We writers sometimes find ourselves writing a character that we despise. In order to include tension and conflict, we must introduce people into our settings who disagree, and are sometimes disagreeable. We can revel in our ability to create people, or it can be an accident. So, I want to think about what happens when we create evil characters.
Often a negative character is a vital part of our storytelling. A tale with powerful antagonist is a common feature in fiction writing that has an action or adventure feel. Even stories that attempt to portray realistic events in the world can use negative individuals. In thrillers or suspense stories, there are often villains who represent criminal intent and actions. The gangster, dictator, or bandit is recognizable as a character that represents real people in the past present or future. Even a dragon in a story can sometimes represent evil.
On the other hand, sometimes our protagonist is not perfect. We sometimes can write a main character who has flaws that can drive them to do unfortunate or bad actions. And, we writers, from time to time, are surprised by the actions taken by our characters. We may intend for someone to be positive and a good, but they take a different path as the story develops and may not be as positive an influence as we thought when designing them.
I asked other writers if they write characters they despise? Fellow writer, Stephanie Barr, shared her thoughts, “I do. I have characters I despise and some that exasperate me. The former are my villains, the latter I find ways to grow fonder of them as I learn more about them.”
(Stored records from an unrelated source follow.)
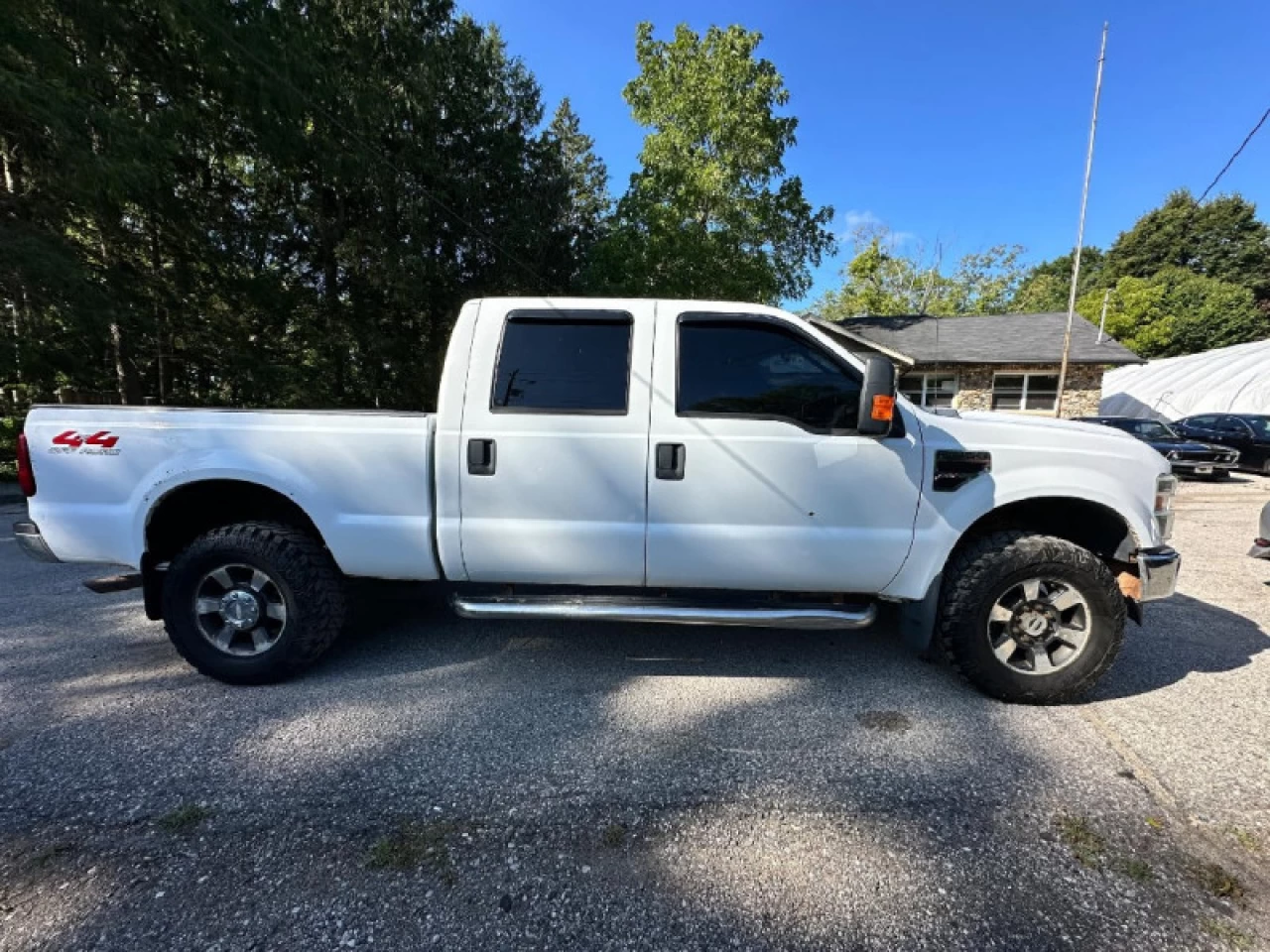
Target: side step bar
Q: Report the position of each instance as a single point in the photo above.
(620, 610)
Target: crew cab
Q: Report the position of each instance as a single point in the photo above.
(635, 460)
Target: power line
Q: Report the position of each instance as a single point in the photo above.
(371, 151)
(1230, 160)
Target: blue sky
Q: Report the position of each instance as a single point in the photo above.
(960, 122)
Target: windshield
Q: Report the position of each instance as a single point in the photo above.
(1260, 425)
(1146, 429)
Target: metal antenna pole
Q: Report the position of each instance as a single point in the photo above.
(1080, 231)
(1102, 320)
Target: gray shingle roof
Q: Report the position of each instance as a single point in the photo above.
(1006, 338)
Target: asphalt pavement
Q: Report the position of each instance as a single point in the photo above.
(440, 783)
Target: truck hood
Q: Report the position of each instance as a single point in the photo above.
(1065, 438)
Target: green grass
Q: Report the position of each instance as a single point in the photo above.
(1082, 839)
(1218, 883)
(1137, 870)
(1227, 933)
(185, 817)
(414, 844)
(1246, 839)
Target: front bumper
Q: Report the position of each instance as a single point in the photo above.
(1157, 571)
(1198, 467)
(31, 542)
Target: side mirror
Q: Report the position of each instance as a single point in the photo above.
(878, 398)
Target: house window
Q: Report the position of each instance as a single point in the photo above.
(1024, 391)
(929, 389)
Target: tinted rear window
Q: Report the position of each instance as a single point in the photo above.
(564, 362)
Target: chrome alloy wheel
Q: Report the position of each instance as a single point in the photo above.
(1039, 626)
(240, 610)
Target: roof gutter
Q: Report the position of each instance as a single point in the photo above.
(834, 327)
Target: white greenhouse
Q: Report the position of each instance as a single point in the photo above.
(1228, 380)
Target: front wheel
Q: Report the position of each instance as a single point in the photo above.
(1030, 619)
(253, 603)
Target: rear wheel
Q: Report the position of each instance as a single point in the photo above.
(253, 603)
(1030, 619)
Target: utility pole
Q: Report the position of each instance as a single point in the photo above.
(1080, 230)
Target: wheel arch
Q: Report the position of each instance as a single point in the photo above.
(1083, 522)
(186, 512)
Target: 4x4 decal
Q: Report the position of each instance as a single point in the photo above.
(96, 444)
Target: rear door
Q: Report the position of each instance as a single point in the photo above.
(757, 476)
(556, 443)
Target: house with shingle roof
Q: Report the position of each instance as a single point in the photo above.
(988, 362)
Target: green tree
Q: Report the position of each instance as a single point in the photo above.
(588, 203)
(883, 278)
(1178, 312)
(1047, 286)
(266, 202)
(711, 212)
(1222, 239)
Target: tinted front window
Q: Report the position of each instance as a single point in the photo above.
(747, 368)
(554, 362)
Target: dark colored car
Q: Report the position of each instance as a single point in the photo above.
(1187, 456)
(1248, 433)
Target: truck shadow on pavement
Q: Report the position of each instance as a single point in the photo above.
(1183, 636)
(564, 785)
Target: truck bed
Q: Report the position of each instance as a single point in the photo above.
(363, 477)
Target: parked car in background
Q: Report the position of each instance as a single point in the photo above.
(1261, 543)
(1248, 433)
(1188, 457)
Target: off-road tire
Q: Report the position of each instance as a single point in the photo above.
(305, 574)
(982, 569)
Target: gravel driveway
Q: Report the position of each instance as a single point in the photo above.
(453, 784)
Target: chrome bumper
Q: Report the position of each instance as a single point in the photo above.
(1157, 570)
(31, 542)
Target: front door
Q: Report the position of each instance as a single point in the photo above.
(556, 442)
(757, 479)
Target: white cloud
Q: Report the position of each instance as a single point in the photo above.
(853, 220)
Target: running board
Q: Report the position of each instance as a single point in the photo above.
(634, 610)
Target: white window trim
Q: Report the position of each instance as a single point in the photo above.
(928, 375)
(1023, 398)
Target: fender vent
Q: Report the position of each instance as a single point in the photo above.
(956, 467)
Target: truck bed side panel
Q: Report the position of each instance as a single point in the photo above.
(363, 479)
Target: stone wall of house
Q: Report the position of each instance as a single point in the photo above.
(1082, 391)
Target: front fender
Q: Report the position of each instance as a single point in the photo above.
(1118, 474)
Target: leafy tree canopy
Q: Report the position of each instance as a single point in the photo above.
(1178, 312)
(1220, 239)
(884, 278)
(712, 212)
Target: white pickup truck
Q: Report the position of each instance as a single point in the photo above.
(662, 461)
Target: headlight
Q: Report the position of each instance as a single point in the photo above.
(1166, 486)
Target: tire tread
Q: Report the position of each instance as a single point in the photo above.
(965, 584)
(308, 569)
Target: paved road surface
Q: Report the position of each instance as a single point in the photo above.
(461, 785)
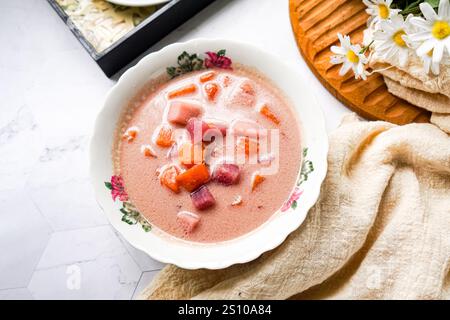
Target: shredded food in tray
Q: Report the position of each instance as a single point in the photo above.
(103, 23)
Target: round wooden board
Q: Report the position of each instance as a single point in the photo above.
(315, 24)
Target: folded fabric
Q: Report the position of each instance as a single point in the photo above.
(380, 228)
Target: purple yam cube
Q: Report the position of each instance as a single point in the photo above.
(202, 198)
(226, 174)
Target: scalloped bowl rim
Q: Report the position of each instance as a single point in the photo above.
(189, 255)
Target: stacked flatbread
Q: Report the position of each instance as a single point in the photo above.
(419, 88)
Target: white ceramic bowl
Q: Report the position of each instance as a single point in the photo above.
(272, 233)
(137, 3)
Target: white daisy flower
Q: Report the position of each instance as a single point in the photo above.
(433, 32)
(351, 56)
(380, 10)
(428, 63)
(391, 40)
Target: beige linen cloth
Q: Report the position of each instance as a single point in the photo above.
(424, 90)
(379, 230)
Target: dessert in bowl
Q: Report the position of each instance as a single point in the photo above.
(208, 153)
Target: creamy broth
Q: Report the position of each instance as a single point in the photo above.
(241, 95)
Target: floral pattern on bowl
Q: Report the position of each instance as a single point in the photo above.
(169, 249)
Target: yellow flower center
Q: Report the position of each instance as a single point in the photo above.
(352, 57)
(441, 30)
(383, 11)
(397, 37)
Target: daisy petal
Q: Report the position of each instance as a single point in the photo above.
(420, 23)
(427, 65)
(444, 6)
(428, 11)
(419, 36)
(435, 68)
(403, 57)
(438, 52)
(425, 47)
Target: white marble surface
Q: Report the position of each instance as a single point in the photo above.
(54, 239)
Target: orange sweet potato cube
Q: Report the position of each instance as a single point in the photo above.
(194, 177)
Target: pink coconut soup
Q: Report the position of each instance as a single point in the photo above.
(209, 156)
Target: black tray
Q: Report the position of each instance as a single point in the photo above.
(143, 36)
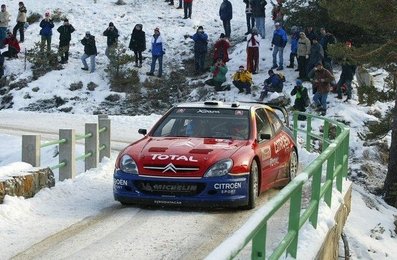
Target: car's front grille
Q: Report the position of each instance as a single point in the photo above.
(171, 168)
(169, 188)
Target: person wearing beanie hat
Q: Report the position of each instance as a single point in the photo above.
(21, 20)
(303, 52)
(274, 83)
(200, 39)
(242, 80)
(138, 44)
(321, 79)
(4, 19)
(90, 51)
(158, 52)
(253, 43)
(316, 55)
(112, 35)
(302, 99)
(65, 36)
(46, 31)
(221, 47)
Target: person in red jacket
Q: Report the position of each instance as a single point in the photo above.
(220, 49)
(13, 46)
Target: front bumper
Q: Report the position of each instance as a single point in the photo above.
(224, 191)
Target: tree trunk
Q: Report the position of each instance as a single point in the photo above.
(390, 186)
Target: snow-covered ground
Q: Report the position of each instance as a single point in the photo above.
(23, 222)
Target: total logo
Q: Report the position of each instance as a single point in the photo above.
(173, 157)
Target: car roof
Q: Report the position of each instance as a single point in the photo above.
(223, 105)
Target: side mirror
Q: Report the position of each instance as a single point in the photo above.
(265, 137)
(142, 131)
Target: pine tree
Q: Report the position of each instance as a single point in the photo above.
(374, 17)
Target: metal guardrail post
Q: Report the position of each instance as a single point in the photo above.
(104, 138)
(67, 153)
(31, 149)
(91, 146)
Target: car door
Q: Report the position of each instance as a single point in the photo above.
(280, 146)
(266, 148)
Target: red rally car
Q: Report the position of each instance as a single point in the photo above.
(208, 154)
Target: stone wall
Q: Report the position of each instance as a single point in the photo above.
(330, 247)
(26, 185)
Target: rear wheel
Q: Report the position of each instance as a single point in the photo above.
(293, 165)
(253, 185)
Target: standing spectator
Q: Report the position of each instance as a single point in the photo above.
(157, 53)
(321, 79)
(316, 55)
(277, 12)
(302, 98)
(221, 47)
(4, 19)
(242, 80)
(112, 35)
(65, 35)
(258, 12)
(278, 43)
(200, 39)
(348, 71)
(253, 42)
(46, 31)
(303, 53)
(138, 44)
(274, 83)
(218, 71)
(326, 39)
(21, 20)
(13, 46)
(90, 51)
(180, 6)
(249, 16)
(310, 34)
(226, 15)
(294, 46)
(187, 9)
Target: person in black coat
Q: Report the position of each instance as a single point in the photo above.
(226, 14)
(112, 35)
(348, 71)
(89, 51)
(65, 35)
(138, 44)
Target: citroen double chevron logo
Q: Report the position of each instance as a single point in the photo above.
(170, 167)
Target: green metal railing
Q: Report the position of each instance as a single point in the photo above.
(335, 148)
(77, 137)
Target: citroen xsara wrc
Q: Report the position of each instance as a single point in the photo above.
(208, 154)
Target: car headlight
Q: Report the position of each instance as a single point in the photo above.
(128, 165)
(220, 168)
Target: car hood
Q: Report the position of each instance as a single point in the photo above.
(177, 157)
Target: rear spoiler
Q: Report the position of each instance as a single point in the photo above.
(282, 109)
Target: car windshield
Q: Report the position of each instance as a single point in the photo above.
(205, 123)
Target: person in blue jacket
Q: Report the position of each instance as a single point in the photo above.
(294, 46)
(200, 39)
(278, 43)
(46, 31)
(226, 15)
(157, 53)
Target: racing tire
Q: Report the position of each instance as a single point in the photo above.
(293, 165)
(253, 190)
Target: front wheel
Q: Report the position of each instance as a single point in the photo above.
(293, 165)
(253, 185)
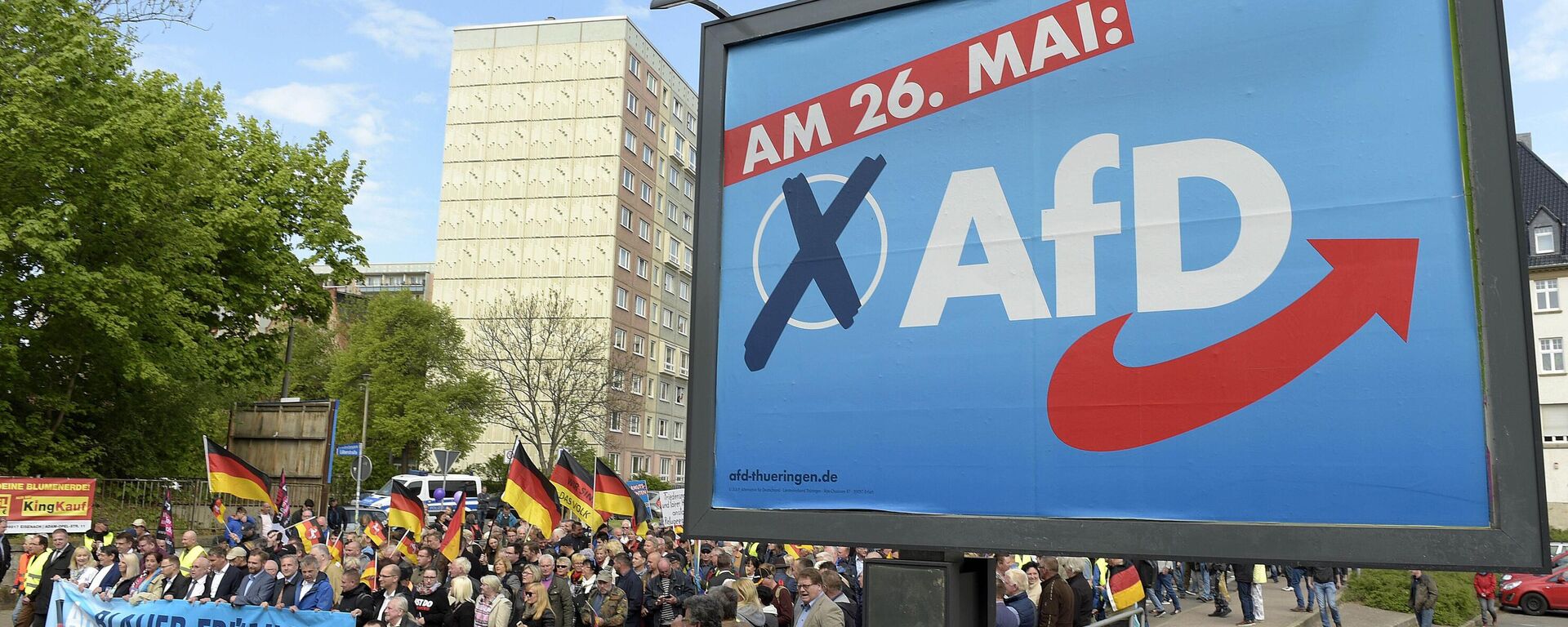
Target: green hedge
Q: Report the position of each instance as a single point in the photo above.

“My protagonists and most of their fellows I love because a novel is a long time to spend with someone you really don’t love. It’s not that they don’t have flaws or aspects that are frustrating. It’s that it’s a whole package and some of their quirks and foibles are part of what makes me love them.”
I asked Jeanette O’Hagan her opinion, “Hmmm yes. I do write characters I despise – because they are petty, vindictive, cruel, arrogant, abusive – though if I’m not careful, I begin to sympathize with them 😉 Not their actions, but perhaps the reasons behind why they act that way, why they’ve become the person they are – and then they may change – have a character arc of their own or perhaps show flashes of humanity amid the general nastiness. I think the bigger and more important an antagonist is, the more multi-faceted they should be.”
As authors, we have the power to create our desired world in the pages of our story. Perhaps, when we create a negative character, we can take satisfaction when we are finally able to plot their demise. Even figuring out the cruelty of their end. We can be merciful, or give them their just desserts. For writers, this may be a form of self-therapy. What your opinion?